E não é preciso ir muito longe para ver como um dos braços mais conhecidos desse complexo – a indústria farmacêutica – atravessa não só o Brasil e o SUS, mas outros países e sistemas de saúde. Nas últimas décadas, houve um intenso processo de aquisições e fusões, que deixou poucas e grandes empresas na liderança desse setor. Na seara das vacinas, o afunilamento foi ainda maior, com quatro grupos econômicos de matriz norte-americana e europeia concentrando 90% do mercado: Glaxo SmithKline (GSK), Merck, Pfizer e Sanofi.

Hoje, as vacinas respondem pelo quinto maior faturamento de produtos da área farmacêutica. E, nos cálculos de Carlos Gadelha, com a pandemia devem ser catapultadas ao segundo nicho mais lucrativo, atrás apenas dos produtos oncológicos. O faturamento do mercado como um todo é de cerca de 1 trilhão de dólares, com medicamentos contra câncer respondendo por 150 bilhões desse montante. Calculando por baixo o preço das 8,6 bilhões de doses de imunizantes contra o novo coronavírus prometidas para 2021 no mundo, o pesquisador projeta um faturamento adicional de 40 bilhões de dólares para as vacinas, num total de 80 bi. “A vacina perdeu a ingenuidade, é um grande negócio e fator-chave na geopolítica da inovação”, analisa ele.

Esse fenômeno criou distorções que têm custado caro aos sistemas nacionais de saúde e descolado os esforços de inovação das necessidades da maior parte da população mundial. Hoje, 80% das receitas globais de vendas de imunizantes vêm de países ricos, embora essas nações só representem 20% do volume anual de doses fornecidas no mundo. A explicação? Eles têm condições de implementar vacinas de ponta – caras – e isso influencia também as apostas das empresas, deixando a inovação mais longe de doenças que atingem mais as populações vulneráveis.

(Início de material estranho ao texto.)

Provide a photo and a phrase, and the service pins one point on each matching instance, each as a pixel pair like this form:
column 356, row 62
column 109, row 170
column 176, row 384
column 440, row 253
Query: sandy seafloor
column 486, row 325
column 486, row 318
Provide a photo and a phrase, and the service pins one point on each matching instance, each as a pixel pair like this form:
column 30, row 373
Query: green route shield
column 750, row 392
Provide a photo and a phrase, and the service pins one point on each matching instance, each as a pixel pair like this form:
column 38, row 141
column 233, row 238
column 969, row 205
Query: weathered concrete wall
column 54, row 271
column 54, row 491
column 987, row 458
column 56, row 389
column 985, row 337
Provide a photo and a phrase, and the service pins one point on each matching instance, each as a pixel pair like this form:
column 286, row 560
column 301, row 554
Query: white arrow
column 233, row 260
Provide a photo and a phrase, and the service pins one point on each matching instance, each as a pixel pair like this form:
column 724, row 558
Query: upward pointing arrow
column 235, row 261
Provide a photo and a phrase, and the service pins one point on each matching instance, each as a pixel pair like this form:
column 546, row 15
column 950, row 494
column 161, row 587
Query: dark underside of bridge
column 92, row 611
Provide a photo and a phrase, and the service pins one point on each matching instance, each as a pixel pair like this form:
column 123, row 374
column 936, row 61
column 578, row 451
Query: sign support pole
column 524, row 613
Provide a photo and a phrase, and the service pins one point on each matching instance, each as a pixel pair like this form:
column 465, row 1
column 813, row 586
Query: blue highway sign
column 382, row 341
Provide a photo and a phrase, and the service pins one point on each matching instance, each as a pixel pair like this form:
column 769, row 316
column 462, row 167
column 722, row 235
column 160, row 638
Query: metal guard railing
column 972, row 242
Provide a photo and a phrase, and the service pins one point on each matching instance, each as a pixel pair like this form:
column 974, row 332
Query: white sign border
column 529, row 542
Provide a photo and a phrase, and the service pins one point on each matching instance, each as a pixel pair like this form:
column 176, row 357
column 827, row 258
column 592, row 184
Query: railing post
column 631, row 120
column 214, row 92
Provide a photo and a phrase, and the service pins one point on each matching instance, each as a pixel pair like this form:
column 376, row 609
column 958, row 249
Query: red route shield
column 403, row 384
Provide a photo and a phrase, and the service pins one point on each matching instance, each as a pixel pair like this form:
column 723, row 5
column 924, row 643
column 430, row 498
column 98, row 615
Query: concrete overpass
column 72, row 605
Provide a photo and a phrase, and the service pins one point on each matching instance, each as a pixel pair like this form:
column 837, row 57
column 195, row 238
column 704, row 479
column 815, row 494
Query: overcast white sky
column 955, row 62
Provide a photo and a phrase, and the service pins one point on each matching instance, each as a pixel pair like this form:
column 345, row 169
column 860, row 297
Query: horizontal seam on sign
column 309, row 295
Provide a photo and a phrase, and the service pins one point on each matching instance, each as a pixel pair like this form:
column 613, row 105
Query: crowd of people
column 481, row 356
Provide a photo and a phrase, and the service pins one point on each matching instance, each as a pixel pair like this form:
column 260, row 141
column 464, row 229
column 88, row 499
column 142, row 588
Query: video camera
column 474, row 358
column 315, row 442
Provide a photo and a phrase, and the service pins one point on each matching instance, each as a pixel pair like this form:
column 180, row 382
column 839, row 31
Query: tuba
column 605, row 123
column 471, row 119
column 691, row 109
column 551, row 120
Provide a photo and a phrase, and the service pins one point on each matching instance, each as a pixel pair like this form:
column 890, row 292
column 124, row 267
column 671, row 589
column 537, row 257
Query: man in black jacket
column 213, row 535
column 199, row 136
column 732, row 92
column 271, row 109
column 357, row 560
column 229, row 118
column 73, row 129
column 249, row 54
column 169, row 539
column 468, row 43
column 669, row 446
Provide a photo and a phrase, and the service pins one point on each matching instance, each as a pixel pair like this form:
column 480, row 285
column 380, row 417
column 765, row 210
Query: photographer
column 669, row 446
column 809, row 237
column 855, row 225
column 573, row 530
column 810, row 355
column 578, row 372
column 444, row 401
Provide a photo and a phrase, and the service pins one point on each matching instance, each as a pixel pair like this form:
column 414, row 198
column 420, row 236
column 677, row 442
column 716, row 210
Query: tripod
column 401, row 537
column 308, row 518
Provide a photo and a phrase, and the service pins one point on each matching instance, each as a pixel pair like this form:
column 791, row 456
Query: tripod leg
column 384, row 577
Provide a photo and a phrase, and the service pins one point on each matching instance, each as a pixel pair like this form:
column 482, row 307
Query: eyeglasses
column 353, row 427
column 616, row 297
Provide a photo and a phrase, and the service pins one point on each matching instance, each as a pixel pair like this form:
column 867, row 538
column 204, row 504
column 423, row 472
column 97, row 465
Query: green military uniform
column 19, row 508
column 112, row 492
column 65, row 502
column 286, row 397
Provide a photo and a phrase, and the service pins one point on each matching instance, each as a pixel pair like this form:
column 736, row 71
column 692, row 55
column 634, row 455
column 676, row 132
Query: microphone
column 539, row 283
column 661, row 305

As farmacêuticas líderes ficam com as duas principais pontas da cadeia global de valor: pesquisa & desenvolvimento e marca – o que se traduz em patentes e domínio de mercado. “Para fazer o que vou chamar de ‘meião’, elas vão contratando ou terceirizando serviços. Fica mais fácil de entender se a gente lembrar o que acontece com a Apple. O iPhone não é fabricado pela Apple, mas por empresas de manufatura. Acontece que a tecnologia e o mercado são da Apple”, compara Gadelha.  

Também nas últimas décadas, houve desconcentração da atividade fabril, que migrou dos EUA e da Europa para outros lugares. No caso da saúde, principalmente para dois países que não saem do noticiário das vacinas: Índia e China. Segundo um relatório da Agência Nacional de Vigilância Sanitária (Anvisa), 37% dos ingredientes farmacêuticos ativos usados no Brasil vêm da Índia, e 35% da China.

“Hoje a maior parte dos fabricantes de IFA estão na China e na Índia, mas é importante entender que há todo um controle por parte das farmacêuticas líderes também da cadeia de IFAs”, observa Felipe Carvalho, coordenador da Campanha de Acesso a Medicamentos da organização não-governamental Médicos sem Fronteiras no Brasil. Isso porque essas empresas detêm as patentes dos ingredientes ativos e podem organizar sua cadeia global de produção da forma como quiserem. “A multinacional dá autorização para um único fabricante produzir aquele ingrediente, ao invés de vários. Ou define para quem a terceirizada pode vender”, explica.

Mesmo que as empresas chinesas e indianas que prestam serviços para as líderes não fiquem com a fatia mais lucrativa do mercado, sua existência diz muito sobre como esses países souberam aproveitar as brechas do sistema. É da economista Julia Paranhos um exemplo que ilustra bem isso.

No âmbito global, cabe à Organização Mundial do Comércio (OMC) arbitrar disputas comerciais entre empresas e países. Na década de 1990, o organismo negociou a adoção de um acordo sobre propriedade intelectual que ficou conhecido pela sigla em inglês: TRIPS. Foi combinado que os países ricos, históricos apoiadores desse acordo que fortalece regras sobre patentes, teriam um período de transição de um ano, e os países em desenvolvimento e nações pobres mais tempo para se adaptar. O Brasil abriu mão disso e, em 1996, aderiu ao TRIPS junto com os países que sediam as grandes farmacêuticas, maiores detentoras das patentes e, por isso, muito beneficiadas pelo TRIPS. “Já a Índia aproveitou os dez anos de transição e, durante esse período, investiu no fortalecimento da indústria local, não só na produção, mas também na pesquisa – e na interação entre essas duas pontas”, compara ela.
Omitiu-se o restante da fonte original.